Highlights: Another Sunday Psalm, Fight For Everyone, The Sober Scent Of Paper, We Go Together
This may have nothing to do with nothing, but the name The Leisure Society is perfect for this band. Alone Aboard The Arc sounds exactly the way an album by an indie pop band called The Leisure Society should sound: laidback, summary and charming in that good old chamber pop way. Extremely hummable, too, which is the direct result of strong, thoughtful songwriting.

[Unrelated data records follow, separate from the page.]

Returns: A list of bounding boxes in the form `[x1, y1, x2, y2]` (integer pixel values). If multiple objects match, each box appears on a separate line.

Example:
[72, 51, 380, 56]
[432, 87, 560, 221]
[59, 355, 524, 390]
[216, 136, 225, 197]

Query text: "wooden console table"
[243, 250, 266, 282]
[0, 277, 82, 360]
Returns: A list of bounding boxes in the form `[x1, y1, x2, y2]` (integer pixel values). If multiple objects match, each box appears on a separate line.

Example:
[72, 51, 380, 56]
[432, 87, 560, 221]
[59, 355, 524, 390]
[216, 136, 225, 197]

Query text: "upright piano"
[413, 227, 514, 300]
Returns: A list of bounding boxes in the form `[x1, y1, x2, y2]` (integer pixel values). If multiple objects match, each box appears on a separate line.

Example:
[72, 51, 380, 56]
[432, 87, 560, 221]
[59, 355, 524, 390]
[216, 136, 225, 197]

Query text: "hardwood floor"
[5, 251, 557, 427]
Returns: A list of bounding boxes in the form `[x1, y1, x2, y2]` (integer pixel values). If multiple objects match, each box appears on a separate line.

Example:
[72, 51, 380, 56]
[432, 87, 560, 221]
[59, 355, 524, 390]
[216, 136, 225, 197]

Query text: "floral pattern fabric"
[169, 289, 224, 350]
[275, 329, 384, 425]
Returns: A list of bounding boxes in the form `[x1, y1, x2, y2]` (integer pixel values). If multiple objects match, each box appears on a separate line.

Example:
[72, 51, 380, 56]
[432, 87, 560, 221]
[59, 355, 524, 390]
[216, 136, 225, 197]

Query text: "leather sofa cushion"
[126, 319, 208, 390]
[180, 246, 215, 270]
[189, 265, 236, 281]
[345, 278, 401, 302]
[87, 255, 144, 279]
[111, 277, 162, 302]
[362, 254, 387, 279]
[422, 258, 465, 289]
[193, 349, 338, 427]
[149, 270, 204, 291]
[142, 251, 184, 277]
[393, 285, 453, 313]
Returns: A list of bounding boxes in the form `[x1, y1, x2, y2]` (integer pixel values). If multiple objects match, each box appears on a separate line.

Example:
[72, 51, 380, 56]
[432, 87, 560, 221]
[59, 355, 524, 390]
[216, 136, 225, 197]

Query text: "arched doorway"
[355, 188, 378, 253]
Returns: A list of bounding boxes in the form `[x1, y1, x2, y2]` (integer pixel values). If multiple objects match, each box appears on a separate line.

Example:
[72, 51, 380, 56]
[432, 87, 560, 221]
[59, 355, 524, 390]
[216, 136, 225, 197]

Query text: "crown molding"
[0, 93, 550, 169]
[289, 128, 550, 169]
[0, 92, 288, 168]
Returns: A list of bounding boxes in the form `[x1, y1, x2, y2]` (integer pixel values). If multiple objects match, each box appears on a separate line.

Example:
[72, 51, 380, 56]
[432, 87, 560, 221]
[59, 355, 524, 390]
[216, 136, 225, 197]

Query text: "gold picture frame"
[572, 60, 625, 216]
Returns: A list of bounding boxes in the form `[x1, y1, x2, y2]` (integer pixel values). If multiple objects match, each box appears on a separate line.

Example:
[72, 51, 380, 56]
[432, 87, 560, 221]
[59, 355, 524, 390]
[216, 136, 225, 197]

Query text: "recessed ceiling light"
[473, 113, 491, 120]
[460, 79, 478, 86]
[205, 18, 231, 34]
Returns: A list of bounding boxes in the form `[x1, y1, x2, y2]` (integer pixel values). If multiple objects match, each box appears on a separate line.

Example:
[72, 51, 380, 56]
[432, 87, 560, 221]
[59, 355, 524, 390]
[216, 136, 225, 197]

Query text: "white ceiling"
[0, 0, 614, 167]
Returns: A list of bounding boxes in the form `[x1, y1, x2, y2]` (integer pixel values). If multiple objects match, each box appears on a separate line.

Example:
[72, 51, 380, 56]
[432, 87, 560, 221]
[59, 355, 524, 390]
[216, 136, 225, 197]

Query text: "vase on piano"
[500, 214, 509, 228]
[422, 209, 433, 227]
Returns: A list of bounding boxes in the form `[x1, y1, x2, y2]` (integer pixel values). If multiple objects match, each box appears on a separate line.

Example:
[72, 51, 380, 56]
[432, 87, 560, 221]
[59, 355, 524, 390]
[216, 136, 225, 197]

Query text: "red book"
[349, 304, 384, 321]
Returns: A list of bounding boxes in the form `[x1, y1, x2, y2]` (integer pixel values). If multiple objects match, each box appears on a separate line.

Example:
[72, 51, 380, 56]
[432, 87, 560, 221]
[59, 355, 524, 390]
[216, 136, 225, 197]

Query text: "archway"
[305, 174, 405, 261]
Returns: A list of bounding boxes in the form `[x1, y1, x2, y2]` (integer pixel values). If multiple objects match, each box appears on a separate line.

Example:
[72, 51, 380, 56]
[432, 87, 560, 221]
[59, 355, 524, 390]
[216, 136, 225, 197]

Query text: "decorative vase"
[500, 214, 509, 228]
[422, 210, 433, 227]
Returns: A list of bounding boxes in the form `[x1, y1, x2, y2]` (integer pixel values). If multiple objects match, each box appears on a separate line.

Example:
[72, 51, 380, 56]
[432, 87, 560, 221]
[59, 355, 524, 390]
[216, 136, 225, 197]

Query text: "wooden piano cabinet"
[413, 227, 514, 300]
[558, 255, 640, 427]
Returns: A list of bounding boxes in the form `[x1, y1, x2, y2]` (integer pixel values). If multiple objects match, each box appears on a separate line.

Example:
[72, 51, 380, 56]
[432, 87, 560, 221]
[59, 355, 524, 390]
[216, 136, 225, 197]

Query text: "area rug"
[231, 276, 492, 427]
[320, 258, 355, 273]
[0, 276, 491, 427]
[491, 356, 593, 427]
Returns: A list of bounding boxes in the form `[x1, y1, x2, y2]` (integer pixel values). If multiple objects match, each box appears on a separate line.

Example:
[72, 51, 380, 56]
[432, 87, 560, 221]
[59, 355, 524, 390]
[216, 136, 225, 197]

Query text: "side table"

There is an irresistible old-fashioned edge to some of these songs, and I swear the jazzy, orchestral arrangements of languidly pretty “We Go Together” take me to the first half of the previous century. Add a brilliant vocal melody to that, and you have a song Neil Hannon would be proud of. The album is split more or less evenly between bouncy (catchy is the word) and downbeat (not to be confused with cheerless) pop tunes. As for the former, “Another Sunday Psalm” and “Fight For Everyone” offer a true barrage of quality hooks. The latter are no less consistent, and all of them, “A Softer Voice Takes Longer Hearing” and the aforementioned “We Go Together” in particular, have such perfect vibes for a late August evening that I don’t have much in terms of complaints.
Whatever this album was set out to do, it did for me. Listen to the main vocal hook of “One Man And His Fug” and tell me what you think. It’s light, its staying power may be limited, but I’ll be damned if this is not a great little pop album. Recommended.